Problem happens when java test that stresses GC receives SIGTERM. It may take long time to exit after test process receives SIGTERM from harness(which is using Process.destroy()). It may be also reproduced manually by running the test and pressing Ctrl-C. During my manual experiments, it took up to 15 minutes. However, during nightly testing, many test processes are left for longer time.

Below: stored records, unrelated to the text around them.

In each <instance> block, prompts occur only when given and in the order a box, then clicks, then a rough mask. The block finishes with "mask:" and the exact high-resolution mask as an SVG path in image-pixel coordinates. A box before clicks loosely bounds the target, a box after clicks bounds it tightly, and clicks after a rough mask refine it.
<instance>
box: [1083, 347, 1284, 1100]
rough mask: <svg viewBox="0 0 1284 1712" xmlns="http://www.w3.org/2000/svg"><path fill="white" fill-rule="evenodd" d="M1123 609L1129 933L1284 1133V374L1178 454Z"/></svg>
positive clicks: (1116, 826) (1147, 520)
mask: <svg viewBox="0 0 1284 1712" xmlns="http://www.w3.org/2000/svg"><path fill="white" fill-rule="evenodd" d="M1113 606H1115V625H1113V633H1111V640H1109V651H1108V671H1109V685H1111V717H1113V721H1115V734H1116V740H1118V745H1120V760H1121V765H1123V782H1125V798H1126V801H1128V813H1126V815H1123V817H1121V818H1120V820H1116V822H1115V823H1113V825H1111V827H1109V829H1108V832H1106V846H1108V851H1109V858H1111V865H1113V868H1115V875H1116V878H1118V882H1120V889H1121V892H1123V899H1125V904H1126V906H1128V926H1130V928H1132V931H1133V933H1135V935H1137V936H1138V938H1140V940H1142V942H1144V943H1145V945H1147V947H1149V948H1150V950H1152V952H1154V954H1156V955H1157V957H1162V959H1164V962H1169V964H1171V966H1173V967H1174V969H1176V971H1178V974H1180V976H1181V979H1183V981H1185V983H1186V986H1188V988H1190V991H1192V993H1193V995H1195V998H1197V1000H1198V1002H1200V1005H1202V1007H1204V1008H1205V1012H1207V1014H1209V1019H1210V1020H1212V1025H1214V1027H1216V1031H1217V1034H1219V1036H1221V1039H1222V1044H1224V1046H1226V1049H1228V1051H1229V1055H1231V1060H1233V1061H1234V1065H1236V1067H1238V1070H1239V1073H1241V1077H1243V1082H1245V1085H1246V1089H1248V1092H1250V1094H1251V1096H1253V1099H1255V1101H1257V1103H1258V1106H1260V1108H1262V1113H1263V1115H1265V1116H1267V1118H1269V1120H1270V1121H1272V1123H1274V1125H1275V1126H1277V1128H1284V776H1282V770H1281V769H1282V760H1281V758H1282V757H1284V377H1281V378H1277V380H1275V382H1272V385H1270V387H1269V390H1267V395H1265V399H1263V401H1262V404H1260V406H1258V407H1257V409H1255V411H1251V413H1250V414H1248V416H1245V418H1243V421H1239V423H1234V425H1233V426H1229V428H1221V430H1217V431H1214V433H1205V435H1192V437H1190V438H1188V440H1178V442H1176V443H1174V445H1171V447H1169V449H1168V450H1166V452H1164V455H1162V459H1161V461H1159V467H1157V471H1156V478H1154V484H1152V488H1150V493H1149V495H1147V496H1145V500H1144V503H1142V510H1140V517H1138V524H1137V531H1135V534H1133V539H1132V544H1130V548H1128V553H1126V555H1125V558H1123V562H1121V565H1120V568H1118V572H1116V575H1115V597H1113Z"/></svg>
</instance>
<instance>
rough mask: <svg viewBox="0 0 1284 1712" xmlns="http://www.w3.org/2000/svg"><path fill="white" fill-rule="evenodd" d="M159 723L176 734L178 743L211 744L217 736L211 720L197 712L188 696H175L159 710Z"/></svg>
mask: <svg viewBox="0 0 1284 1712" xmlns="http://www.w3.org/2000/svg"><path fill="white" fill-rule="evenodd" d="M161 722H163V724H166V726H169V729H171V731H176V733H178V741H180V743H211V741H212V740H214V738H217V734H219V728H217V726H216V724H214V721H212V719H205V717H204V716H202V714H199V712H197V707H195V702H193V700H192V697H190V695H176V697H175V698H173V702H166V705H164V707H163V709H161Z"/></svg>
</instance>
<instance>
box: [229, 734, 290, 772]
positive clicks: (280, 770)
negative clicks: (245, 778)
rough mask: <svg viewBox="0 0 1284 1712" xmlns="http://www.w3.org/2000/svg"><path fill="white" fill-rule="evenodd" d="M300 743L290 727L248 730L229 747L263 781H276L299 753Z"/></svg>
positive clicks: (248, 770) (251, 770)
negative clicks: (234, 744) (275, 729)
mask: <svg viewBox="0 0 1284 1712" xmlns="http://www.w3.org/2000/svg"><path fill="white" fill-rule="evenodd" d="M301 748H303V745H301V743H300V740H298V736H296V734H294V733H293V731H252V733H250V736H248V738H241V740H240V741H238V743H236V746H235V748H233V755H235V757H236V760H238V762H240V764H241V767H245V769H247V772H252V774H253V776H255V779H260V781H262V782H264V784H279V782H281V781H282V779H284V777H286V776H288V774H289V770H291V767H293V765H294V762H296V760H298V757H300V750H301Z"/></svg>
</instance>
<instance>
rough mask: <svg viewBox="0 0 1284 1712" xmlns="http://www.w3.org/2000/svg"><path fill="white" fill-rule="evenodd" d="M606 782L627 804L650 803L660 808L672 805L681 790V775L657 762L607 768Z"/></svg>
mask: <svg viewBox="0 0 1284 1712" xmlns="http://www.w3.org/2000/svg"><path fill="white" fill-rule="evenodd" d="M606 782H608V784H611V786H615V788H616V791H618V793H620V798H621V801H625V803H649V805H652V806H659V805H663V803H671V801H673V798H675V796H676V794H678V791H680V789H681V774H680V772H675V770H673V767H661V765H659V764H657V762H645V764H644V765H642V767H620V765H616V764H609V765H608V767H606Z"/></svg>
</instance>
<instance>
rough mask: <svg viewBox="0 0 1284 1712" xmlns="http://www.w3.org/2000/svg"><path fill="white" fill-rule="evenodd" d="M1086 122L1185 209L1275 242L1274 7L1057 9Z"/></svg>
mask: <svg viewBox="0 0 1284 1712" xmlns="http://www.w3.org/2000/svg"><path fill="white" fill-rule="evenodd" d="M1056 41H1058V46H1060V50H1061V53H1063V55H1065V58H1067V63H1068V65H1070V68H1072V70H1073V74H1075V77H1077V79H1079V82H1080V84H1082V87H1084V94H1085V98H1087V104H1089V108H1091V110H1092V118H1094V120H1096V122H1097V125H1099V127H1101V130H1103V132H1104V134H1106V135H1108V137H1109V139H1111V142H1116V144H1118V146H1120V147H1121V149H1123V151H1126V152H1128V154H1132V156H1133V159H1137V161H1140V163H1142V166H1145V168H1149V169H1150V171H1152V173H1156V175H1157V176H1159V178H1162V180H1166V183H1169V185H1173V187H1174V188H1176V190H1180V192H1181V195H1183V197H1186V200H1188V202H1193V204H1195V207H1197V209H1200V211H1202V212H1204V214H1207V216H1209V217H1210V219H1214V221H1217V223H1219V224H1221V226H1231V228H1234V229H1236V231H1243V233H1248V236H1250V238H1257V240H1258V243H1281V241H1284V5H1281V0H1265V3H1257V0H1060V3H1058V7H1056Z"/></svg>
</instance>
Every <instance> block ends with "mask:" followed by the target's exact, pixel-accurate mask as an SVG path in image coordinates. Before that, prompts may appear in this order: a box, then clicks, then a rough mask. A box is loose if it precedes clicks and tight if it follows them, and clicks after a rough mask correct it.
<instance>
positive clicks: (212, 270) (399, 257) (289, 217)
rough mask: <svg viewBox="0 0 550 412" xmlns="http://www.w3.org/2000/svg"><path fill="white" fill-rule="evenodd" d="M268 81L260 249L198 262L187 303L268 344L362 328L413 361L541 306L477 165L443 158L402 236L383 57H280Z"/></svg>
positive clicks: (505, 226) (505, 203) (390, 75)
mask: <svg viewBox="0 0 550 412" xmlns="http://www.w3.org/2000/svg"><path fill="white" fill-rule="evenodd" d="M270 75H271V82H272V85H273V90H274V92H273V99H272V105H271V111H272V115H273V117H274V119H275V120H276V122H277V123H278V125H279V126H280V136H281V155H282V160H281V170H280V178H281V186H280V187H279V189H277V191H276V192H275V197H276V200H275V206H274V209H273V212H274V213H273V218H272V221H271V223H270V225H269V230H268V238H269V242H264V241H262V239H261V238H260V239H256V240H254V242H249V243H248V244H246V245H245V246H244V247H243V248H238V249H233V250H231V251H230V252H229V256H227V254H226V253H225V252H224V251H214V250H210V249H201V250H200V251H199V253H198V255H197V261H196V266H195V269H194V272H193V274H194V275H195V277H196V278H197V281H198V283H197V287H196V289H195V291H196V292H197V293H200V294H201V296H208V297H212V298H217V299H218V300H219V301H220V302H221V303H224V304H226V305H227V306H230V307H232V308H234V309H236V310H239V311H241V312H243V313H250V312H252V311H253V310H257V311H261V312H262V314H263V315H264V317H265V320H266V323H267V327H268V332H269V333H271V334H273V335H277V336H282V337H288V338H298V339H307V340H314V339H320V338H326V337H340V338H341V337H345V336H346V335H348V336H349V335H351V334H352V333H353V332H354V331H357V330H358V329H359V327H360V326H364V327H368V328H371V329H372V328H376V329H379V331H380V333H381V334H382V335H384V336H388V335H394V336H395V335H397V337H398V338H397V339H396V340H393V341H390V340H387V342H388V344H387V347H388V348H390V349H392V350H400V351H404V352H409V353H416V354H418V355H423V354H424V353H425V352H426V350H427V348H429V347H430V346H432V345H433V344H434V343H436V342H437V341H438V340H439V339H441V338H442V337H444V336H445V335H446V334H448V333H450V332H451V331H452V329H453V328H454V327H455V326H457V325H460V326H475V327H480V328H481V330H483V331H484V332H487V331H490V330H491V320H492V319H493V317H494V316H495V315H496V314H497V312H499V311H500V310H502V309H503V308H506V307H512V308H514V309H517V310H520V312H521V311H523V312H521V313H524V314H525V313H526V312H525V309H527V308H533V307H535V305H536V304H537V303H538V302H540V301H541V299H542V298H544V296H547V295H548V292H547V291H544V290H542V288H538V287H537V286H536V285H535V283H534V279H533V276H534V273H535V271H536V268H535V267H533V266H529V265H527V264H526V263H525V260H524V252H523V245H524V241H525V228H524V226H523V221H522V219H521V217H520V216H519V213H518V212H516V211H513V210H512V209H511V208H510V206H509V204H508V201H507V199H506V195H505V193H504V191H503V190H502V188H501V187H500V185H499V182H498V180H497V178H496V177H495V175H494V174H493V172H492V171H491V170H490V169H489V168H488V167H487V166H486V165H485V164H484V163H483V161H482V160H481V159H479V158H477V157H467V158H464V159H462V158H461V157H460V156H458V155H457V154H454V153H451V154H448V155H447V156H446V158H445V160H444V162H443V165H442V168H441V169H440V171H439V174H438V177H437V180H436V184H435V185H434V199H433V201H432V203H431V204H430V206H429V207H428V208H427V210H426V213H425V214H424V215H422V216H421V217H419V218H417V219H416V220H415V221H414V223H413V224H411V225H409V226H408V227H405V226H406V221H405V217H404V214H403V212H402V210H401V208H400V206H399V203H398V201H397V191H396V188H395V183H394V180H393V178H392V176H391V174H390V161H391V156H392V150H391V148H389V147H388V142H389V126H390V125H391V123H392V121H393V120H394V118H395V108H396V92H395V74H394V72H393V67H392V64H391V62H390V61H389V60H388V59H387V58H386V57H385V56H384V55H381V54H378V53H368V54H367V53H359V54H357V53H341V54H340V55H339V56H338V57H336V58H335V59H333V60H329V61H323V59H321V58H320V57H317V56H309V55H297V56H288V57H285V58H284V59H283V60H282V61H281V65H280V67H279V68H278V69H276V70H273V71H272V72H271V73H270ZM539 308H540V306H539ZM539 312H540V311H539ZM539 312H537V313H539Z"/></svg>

It seems that when there are multiple java processes handling SIGTERM, the time may be much longer.
To reproduce it manually:
ssh to solaris-x86 machine (I reproduced it on vm-linux-1.sfbay)
/net/gtee.sfbay/export/nightly/mustang/JDK/gc_baseline/jdk1.6/solaris-i586/bin/java -cp /net/gtee.sfbay/export/gtee/suites/testbase_vm.1.6/vm/bin/classes -server -Xmixed -DHANGINGJAVA13719 -XX:-PrintVMOptions -XX:+UseParallelGC -XX:+UseParallelOldGC -Xms120m gc.gctests.FinalizeTest02.FinalizeTest02
(Press Ctrl-C and observe what happens. Repeated Ctrl-C does not seem to help)
I tried to use jstack on the process after hitting Ctrl-C, but it seems to also hang. Pstack works, several different native thread dumps are attached to this bug report.
This problem severly affects nightly testing: harness cannot timely terminate child test processes and they fill all available memory on the machine, causing unexpected failures.